The verdict of the court and the ground on which it is based have caused consternation and indignation among the Jewish population here.

No punishment for accusing Jews of committing ritual murder was the decision of the German Supreme Court, the Leipzig Reichsgericht, last February, when it quashed the verdict of guilty brought in by the Cologne District Court against the editor of the local Hitlerist paper, the “Westdeutscher Beobachter”, Joseph Prohe, whom it had fined 300 Marks for writing in his paper that the Jews in obedience to the Talmud practise ritual murder, fraud and perjury, and drink Christian blood in order to become reconciled to the Jewish God.

The Reichsgericht found that Prohe could not be convicted, because he did not know that the ritual murder allegation was designed to rouse enmity against a certain section of the population.

Dr. Theodor Wolf, the famous editor of the “Berliner Tageblatt”, drew attention recently to the tendency of the German courts, including the Supreme Court, to acquit antisemites, complaining that the German courts have been dangerously infected by Hitlerism, and have been encouraged by the growth of Hitlerist strength to allow their dogmatic antisemitism to overrule the principles of abstract justice, introducing definite anti-Jewish bias in their judgments.

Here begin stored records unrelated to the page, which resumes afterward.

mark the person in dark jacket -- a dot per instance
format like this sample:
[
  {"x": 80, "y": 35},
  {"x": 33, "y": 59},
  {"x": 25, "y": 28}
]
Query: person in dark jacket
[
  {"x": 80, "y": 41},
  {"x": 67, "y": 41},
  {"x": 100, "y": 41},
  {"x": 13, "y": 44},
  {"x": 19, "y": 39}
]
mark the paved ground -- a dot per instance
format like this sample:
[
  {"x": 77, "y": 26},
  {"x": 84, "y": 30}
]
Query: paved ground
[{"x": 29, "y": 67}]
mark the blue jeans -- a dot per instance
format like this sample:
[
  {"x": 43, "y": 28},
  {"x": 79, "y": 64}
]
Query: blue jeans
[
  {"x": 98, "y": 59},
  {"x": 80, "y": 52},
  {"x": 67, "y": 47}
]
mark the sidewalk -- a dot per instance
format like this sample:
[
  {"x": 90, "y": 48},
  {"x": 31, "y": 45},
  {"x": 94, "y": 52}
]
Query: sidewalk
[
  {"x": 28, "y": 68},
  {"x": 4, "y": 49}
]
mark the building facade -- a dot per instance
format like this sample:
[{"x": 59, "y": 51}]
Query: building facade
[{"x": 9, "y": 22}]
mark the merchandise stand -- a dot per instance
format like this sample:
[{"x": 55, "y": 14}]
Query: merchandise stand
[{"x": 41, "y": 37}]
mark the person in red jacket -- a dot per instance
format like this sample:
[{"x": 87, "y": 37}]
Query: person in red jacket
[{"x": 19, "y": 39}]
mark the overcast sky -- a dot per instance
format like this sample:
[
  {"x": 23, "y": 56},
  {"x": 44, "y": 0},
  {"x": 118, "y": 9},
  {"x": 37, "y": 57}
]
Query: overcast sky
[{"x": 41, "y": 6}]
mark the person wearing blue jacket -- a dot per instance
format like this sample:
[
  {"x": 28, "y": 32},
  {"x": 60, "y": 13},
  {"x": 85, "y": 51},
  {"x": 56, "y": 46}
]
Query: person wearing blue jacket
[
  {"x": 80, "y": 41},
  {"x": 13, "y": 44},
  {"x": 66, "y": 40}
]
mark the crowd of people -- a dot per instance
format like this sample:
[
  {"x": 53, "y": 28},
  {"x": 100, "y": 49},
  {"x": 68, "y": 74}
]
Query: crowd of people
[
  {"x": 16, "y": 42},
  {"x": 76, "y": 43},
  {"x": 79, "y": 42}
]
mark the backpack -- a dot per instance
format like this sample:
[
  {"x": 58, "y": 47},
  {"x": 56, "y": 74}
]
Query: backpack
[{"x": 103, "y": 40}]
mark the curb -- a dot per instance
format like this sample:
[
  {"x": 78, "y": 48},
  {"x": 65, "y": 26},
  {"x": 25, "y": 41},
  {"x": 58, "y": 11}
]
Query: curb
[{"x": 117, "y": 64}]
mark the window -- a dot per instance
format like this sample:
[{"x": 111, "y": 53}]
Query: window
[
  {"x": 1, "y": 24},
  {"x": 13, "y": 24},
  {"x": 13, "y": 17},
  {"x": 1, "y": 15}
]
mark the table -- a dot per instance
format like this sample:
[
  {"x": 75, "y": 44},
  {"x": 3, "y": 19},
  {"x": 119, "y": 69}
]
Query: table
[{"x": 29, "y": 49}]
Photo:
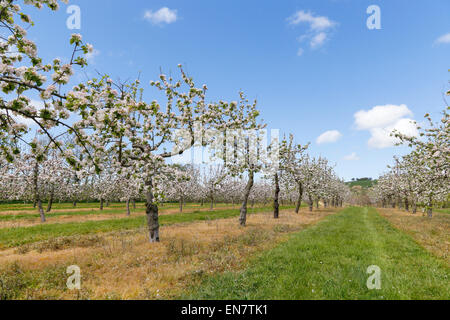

The first case in which Jews were actually accused of having killed a Christian child for ritual purposes was that of St. William of Norwich in 1144. Similar charges were brought at Gloucester in 1168, at Bury-St. Edmunds in 1181, and at Winchester in 1192. In none of these cases was there any trial, but popular rumour was considered sufficient to establish the martyrdom of the children, and this proved a considerable source of attraction to the Cathedrals and Abbeys of these towns.

The case of little St. Hugh, of Lincoln is mentioned by Chaucer, and is perpetuated in an old English ballad.

In 1462 at Rinn, near Innsbrueck, in Austria, a boy named Andreas Oxner was said to have been murdered by Jews, his blood being carefully collected in vessels. Inscriptions in the Church of Rinn allege that the money paid for the boy to his godfather by the Jews to whom he had sold him was found to have turned into leaves and that a lily blossomed upon his grave. In 1475 occurred also the case of St. Simon of Trent.